Sondage édifiant. La problématique de l’ISR est donc claire : si les particuliers sont favorables à l’intégration de critères extra-financiers dans la gestion, ils restent très majoritairement sous-informés sur les produits responsables. Ainsi, une enquête du FIR et de Vigeo Eiris, élaborée par Ipsos montre que 48 % des investisseurs individuels disent accorder une place très importante (10 %) ou importante (38 %) aux impacts environnementaux et sociaux dans ses décisions de placements, mais que, dans le même temps, l’ISR reste méconnu pour 66 % des Français. Conséquence - ou raison - de cette méconnaissance, l’étude indique que seulement 3 % des Français se sont vus proposer de l’ISR par leur établissement financier.

Une offre à simplifier. Ce chiffre très faible peut aussi se comprendre par le manque de clarté qui entoure cette offre ISR. Même si, avec la création des différents labels, l’investissement socialement responsable tend à se normaliser, les subtilités demeurent nombreuses, non seulement sur l’univers des fonds ISR que sur la définition de chacun des produits. Ainsi, les encours totaux de l’ISR en France, au sens très large du terme, se montent à environ 3.100 milliards d’euros selon le dernier rapport d’Eurosif de 2016. Mais Novethic, filiale de la Caisse des dépôts créée en 2001 et observateur historique de l’ISR, concentre maintenant ses études sur les chiffres de l’ISR de conviction, c’est-à-dire les « fonds ISR et thématiques dont les portefeuilles sont construits en s’appuyant fortement sur l’analyse ESG des émetteurs ». Ces produits, au nombre de 122 (gérés par 38 sociétés de gestion), ne totalisent que 24,6 milliards d’euros d’encours. Difficile donc de s’y retrouver avec de tels écarts sur l’univers pris en compte.

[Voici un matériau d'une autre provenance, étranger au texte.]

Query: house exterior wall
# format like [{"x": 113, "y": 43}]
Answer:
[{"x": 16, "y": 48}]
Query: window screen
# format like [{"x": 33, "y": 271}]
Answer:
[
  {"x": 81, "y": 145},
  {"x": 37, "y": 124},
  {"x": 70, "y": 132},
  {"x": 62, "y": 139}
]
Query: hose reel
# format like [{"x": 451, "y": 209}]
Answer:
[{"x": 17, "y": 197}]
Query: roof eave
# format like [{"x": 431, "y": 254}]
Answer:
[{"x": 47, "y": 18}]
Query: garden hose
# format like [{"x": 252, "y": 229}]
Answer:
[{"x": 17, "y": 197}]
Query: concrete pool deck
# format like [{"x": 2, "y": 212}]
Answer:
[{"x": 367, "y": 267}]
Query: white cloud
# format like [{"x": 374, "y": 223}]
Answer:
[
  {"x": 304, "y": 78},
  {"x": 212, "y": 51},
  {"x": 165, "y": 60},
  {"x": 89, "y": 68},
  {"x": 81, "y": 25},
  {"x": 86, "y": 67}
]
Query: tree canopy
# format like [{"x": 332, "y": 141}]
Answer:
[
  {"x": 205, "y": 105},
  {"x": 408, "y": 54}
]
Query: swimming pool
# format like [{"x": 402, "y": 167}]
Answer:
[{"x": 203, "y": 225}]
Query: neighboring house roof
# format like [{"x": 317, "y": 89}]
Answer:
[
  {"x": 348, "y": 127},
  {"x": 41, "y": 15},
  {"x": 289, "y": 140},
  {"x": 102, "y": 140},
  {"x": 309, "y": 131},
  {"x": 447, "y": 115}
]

Rôle du conseiller bancaire. Si plusieurs organismes financiers jouent le jeu et communiquent sur l’ISR auprès de leurs clients, le FIR milite pour une généralisation de ces pratiques, en demandant aux pouvoirs publics de mettre en place une mesure pour « que l’on propose dans toute offre de produit financier destinée au grand public au moins un fonds responsable ». Ce type de mesure pourrait d’ailleurs trouver un écho positif auprès des distributeurs de produits alors même que, toujours selon le sondage FIR, Vigeo Eiris - Ipsos, 72 % des épargnants individuels souhaitent que les enjeux de développement durable soient inclus obligatoirement dans les produits d’épargne et que 41 % de ces mêmes épargnants estiment que les produits d’ISR seraient de nature à renforcer leur confiance dans la gestion de leur épargne.

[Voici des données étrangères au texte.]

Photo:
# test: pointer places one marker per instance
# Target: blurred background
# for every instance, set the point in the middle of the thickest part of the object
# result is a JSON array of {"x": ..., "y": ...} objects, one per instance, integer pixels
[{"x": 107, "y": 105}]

CGP impliqués. Si les conseillers bancaires ont un rôle clé à jouer dans le développement de l’ISR auprès des particuliers, les conseillers en investissements financiers indépendants peuvent aussi y contribuer. Si les critères ISR n’ont pas tout le temps été mis en avant ces dernières années, cela pourrait évoluer. De ce qui était parfois vécu comme une contrainte d’investissement, l’ISR pourrait maintenant devenir un argument pour établir un contact avec les clients. Certains conseillers se sont d’ailleurs lancés sur cette thématique et ont intégré l’ISR jusque dans leur manière de fonctionner.